The author claimed to have provided all the information to a lawyer.
“Go back a couple of weeks,” he wrote. “The race was won by (name deleted). I can assure everyone the race was well and truly determined before the gates opened.”
Mr Burt said he was not interested in the author’s identity and accepted that whistleblowers were needed in racing.
“We’ve investigated it,” he said. “We’ve put it to the highest people in the industry.

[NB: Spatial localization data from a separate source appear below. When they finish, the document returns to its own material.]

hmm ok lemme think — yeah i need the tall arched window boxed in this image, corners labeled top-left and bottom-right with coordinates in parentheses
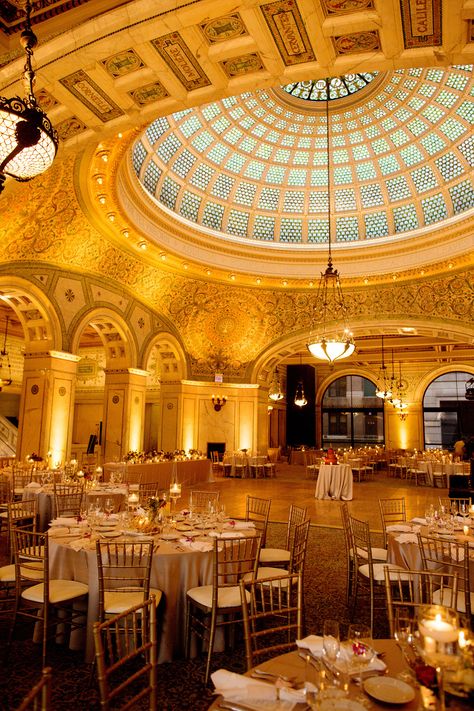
top-left (423, 371), bottom-right (474, 450)
top-left (321, 375), bottom-right (384, 448)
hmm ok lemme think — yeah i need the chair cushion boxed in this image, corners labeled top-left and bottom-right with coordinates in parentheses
top-left (355, 547), bottom-right (388, 562)
top-left (259, 548), bottom-right (290, 564)
top-left (359, 563), bottom-right (411, 582)
top-left (22, 580), bottom-right (88, 604)
top-left (0, 564), bottom-right (15, 582)
top-left (433, 587), bottom-right (474, 614)
top-left (187, 584), bottom-right (247, 609)
top-left (104, 587), bottom-right (162, 614)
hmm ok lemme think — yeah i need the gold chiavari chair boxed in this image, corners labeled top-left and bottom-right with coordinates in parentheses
top-left (185, 534), bottom-right (261, 684)
top-left (246, 495), bottom-right (271, 547)
top-left (260, 504), bottom-right (307, 567)
top-left (240, 571), bottom-right (303, 670)
top-left (189, 490), bottom-right (220, 513)
top-left (93, 596), bottom-right (158, 711)
top-left (138, 481), bottom-right (160, 506)
top-left (0, 498), bottom-right (37, 561)
top-left (378, 497), bottom-right (407, 548)
top-left (15, 667), bottom-right (52, 711)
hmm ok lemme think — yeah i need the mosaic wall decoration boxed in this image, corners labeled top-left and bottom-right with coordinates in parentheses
top-left (101, 49), bottom-right (145, 78)
top-left (200, 14), bottom-right (247, 43)
top-left (59, 70), bottom-right (124, 122)
top-left (55, 116), bottom-right (88, 141)
top-left (220, 53), bottom-right (264, 78)
top-left (334, 30), bottom-right (380, 54)
top-left (260, 0), bottom-right (315, 65)
top-left (151, 32), bottom-right (211, 92)
top-left (129, 81), bottom-right (169, 107)
top-left (324, 0), bottom-right (374, 13)
top-left (399, 0), bottom-right (442, 48)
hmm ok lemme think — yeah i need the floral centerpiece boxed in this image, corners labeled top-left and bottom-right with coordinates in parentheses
top-left (130, 494), bottom-right (168, 534)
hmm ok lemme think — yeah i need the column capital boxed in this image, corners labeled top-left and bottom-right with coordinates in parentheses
top-left (103, 368), bottom-right (149, 377)
top-left (23, 350), bottom-right (81, 364)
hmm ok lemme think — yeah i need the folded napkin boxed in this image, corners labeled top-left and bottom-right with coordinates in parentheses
top-left (395, 533), bottom-right (419, 545)
top-left (211, 668), bottom-right (304, 708)
top-left (25, 481), bottom-right (42, 489)
top-left (296, 636), bottom-right (386, 675)
top-left (411, 517), bottom-right (427, 525)
top-left (178, 538), bottom-right (213, 552)
top-left (224, 520), bottom-right (256, 530)
top-left (69, 537), bottom-right (95, 551)
top-left (386, 524), bottom-right (412, 533)
top-left (208, 530), bottom-right (244, 539)
top-left (48, 526), bottom-right (70, 538)
top-left (51, 517), bottom-right (82, 527)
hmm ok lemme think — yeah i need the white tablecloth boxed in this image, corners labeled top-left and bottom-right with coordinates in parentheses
top-left (104, 458), bottom-right (212, 486)
top-left (48, 535), bottom-right (214, 664)
top-left (314, 463), bottom-right (353, 500)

We’ve committed more resources.”
NORTHERN Rivers race caller Rodney Fuller, of Coffs Harbour, is facing 46 criminal charges relating to more than $200,000 worth of tax evasion.
Mr Fuller, who resigned from his position with Sky Racing in September, is being prosecuted by the Australian Tax Office and appeared in Coffs Harbour Local Court on Tuesday charged with:
- 30 counts of obtain financial advantage by deception;
- Nine counts of producing false or misleading documents;
- Five counts of defrauding the Commonwealth; and,
- Two counts of attempting to obtain financial advantage by deception.

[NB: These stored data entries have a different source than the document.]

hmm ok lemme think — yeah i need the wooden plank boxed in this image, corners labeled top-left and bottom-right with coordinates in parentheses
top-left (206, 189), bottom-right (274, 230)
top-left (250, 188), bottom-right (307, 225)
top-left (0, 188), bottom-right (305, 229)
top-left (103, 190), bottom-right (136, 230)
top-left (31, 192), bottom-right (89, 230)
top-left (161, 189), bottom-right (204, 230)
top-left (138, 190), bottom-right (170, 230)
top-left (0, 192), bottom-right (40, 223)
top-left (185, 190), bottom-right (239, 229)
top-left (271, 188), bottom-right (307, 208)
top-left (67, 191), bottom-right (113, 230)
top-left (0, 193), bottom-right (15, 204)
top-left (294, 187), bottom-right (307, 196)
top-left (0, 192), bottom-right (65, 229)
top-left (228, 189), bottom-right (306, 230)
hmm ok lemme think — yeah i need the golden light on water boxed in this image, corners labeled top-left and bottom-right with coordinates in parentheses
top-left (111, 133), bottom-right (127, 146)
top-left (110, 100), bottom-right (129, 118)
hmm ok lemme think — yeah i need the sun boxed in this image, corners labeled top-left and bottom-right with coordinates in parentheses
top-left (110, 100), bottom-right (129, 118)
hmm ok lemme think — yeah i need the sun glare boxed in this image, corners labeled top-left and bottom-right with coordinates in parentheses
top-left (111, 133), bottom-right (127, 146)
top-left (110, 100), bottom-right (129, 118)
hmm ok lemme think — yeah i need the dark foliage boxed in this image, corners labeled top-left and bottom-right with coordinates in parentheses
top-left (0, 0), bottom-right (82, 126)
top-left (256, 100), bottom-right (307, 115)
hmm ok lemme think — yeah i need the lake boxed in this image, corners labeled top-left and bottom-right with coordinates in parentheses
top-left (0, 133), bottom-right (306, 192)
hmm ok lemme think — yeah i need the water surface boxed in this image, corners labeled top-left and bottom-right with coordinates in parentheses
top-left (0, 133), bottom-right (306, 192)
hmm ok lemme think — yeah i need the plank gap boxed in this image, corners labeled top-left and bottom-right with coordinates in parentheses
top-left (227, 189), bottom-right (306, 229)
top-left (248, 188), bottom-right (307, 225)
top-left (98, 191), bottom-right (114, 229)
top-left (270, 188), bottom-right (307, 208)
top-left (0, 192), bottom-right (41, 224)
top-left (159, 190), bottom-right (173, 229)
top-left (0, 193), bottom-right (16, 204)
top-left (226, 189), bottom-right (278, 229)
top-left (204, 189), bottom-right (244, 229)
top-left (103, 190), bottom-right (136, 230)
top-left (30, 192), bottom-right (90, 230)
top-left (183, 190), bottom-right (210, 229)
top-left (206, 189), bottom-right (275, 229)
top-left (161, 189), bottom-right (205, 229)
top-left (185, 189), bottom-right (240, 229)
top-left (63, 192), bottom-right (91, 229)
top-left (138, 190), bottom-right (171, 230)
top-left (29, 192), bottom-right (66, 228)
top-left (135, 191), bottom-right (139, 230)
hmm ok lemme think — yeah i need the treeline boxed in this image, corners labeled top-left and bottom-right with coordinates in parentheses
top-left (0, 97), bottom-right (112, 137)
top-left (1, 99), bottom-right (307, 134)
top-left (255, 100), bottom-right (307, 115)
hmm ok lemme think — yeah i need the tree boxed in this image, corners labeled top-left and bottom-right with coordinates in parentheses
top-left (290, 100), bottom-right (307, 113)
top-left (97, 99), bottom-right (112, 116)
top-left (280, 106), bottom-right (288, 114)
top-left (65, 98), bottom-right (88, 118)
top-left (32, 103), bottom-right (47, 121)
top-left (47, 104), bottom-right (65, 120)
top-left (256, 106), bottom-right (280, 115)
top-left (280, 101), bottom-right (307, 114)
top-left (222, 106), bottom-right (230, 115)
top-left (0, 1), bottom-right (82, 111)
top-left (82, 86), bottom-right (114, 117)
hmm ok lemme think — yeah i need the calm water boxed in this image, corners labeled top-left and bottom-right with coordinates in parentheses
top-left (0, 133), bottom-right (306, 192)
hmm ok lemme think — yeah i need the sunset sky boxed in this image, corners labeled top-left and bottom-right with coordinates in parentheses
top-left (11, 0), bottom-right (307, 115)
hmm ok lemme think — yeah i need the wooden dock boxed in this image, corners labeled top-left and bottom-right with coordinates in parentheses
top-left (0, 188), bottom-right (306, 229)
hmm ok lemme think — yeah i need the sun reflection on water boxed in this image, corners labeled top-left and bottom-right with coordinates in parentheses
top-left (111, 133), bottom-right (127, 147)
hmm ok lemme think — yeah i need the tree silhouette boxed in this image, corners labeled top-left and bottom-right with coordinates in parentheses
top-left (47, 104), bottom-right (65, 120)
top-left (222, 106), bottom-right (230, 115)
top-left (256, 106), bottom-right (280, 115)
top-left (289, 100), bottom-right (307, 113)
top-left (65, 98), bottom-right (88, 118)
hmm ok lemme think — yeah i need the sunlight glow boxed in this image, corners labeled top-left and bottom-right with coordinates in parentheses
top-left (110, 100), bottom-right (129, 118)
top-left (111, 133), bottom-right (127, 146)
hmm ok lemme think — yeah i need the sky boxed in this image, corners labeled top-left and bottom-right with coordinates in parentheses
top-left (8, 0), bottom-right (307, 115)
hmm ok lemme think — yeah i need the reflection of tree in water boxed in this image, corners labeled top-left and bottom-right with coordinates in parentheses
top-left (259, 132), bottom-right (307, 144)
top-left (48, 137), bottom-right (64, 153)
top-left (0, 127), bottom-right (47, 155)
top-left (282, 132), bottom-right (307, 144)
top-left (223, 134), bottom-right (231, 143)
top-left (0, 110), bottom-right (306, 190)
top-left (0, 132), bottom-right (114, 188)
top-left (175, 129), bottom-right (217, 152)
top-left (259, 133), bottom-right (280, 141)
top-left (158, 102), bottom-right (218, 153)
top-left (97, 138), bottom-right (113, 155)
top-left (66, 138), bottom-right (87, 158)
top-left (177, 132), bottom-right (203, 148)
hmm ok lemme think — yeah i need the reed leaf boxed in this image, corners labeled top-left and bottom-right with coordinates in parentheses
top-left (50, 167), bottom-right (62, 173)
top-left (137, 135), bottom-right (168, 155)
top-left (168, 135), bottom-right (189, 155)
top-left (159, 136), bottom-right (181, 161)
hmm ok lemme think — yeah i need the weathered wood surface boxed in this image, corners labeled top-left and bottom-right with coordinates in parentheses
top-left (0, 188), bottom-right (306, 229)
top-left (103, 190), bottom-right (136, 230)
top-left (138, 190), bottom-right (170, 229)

The charges, which vary in dollar value, are alleged to have occurred over many years, with one charge dated 1999.
It will be alleged Mr Fuller claimed false tax refunds when lodging tax returns.
Mr Fuller has not lodged a plea in relation to any of the matters.
The matter is up for mention in Coffs Harbour Local Court on October 30.
A spokesman for Tabcorp, Sky Racing’s parent company, said Mr Fuller had been a race caller for Sky for more than 20 years and covered meetings in Grafton, Coffs Harbour, Taree and Lismore.
The spokesman said Mr Fuller would be replaced by a number of callers currently employed by Sky.
He refused to comment further because the matter was before the court.
CAULFIELD trainer Tony Vasil will consider an appeal after being fined $10,000 for race day treatment of his galloper Classic Elle.
Racing Victoria stewards charged Vasil after the mare was discovered at his stables on January 25, the day of the Friday night Moonee Valley meeting, with dried blood on her neck.
Vasil maintained his innocence, pleaded not guilty, and declared: “I gave the horse nothing on race day, nothing at all|”.
But chairman of stewards Terry Bailey said Vasil would pay the same penalty as several others in recent months, including his Aquanita co-trainer Robert Smerdon.
Vasil suggested that the mare may have punctured her neck on a protruding wire mess in her yard.
RV’s vetinerarian Dr Brian Stewart said any puncture in the neck may have caused the blood and swelling, but that it would take “exceptional circumstances for that to have occured”.
The stewards accepted Dr Stewart’s version and fined Vasil $10,000.
He has three days to lodge an appeal.